With the general elections coming up on Nov. 8, and early voting already underway, it is important to remember that under state and federal law, it is illegal for anyone to intimidate, threaten or coerce voters in an effort to interfere with their right to vote.

“Voting is safe and protected in New York state. Throughout early voting and on Election Day, New Yorkers should be able to proudly cast their ballots without fear of intimidation, unmanageable lines, or inaccessibility,” New York Attorney General Letitia James said in a public statement on voters’ rights.

“Voting is a fundamental right and integral to the sanctity of our democracy, and I urge anyone who encounters obstacles to contact my office. I will not allow anyone to threaten the right to vote in New York state.”

James’ reminders are crucial — some early Crown Heights voters have already made reports about poll harassment, local news site Col Live reported.

The Office of the Attorney General reminds New Yorkers that the following actions are prohibited under New York state law:

  • Requiring an individual to show photo identification to vote
  • State and local employees interfering with or affecting the election
  • Open carry of handguns, or the possession of machine guns and loaded or unloaded assault weapons, as well as the use of firearms or other dangerous instruments to intimidate or harass
  • A member of the United States armed forces preventing, or attempting to prevent, a voter from fully exercising their voting rights through force, threat, intimidation or advice
  • Groups of people organizing as private militias without permission from the state
  • Invading the privacy of a voting booth used by a voter

Voters should be aware of their rights, noting that the following conduct potentially constitutes illegal voter intimidation: Patrolling outside of polling places; poll watchers inside a polling place engaging in aggressive behavior or challenging large groups of voters.
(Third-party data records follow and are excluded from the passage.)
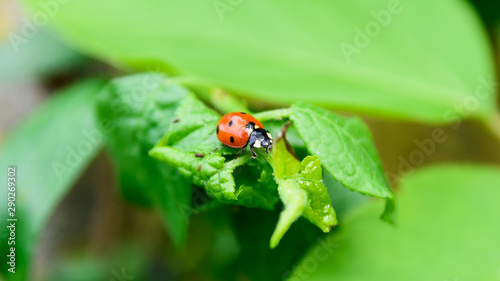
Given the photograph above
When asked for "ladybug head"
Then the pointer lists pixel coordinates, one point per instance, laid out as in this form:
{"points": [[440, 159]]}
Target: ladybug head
{"points": [[261, 138]]}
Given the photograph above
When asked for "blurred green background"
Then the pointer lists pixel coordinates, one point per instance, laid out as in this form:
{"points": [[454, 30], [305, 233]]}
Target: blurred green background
{"points": [[422, 74]]}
If voters see behavior leading to long lines or creating false fears that people may be illegally voting, or that there are negative consequences to voting, they should contact OAG’s Election Protection Hotline.

Voters should also call the hotline if individuals or groups displaying weapons or military uniforms or other military paraphernalia are outside of polling locations.

James also noted that federal law has determined that voter intimidation includes threatening violence against voters, threatening economic boycotts due to voting, following voters to poll sites and speaking loudly about prosecuting them for illegal voting.

Additionally, publicly disseminating voters’ names and addresses to vilify those individuals or conducting patterns of baseless arrests and prosecutions in the vicinity of voter registration meetings are voter intimidation actions.

Attorney General James also sent guidance to local Boards of Election on managing long lines and supporting voters with disabilities at high-traffic poll sites. More than 20% of New Yorkers have a disability, so it is crucial for BOEs and poll workers to ensure voting is accessible.

New York law does not require the same accommodations for every voter with a disability, so OAG recommends BOEs instruct poll workers to determine the appropriate accommodations on an individualized basis.

Nevertheless, there are a number of best practices BOEs should employ when assisting voters with disabilities and implementing reasonable accommodations, including but not limited to:

  • Instructing poll workers to monitor lines and announce themselves as someone who can provide accommodation to voters with disabilities
  • Providing clear and language-accessible signage throughout the polling location to inform voters with disabilities of the availability of accommodations
  • Providing voters with disabilities with chairs if they are unable to stand for long periods of time and assisting such voters as necessary as the line moves forward
  • Ensuring access to restrooms
  • Implementing “placeholders” to wait in line in lieu of voters with disabilities
  • Maintaining separate, expedited lines for voters with disabilities
  • Escorting voters with disabilities to the front of the line.

New Yorkers who observe any illegal conduct are encouraged to contact OAG’s Election Protection Hotline by calling (866) 390-2992, submitting complaints online, or emailing [email protected].

Any emergencies or incidents involving potentially dangerous conduct should be reported to local law enforcement immediately by calling 911.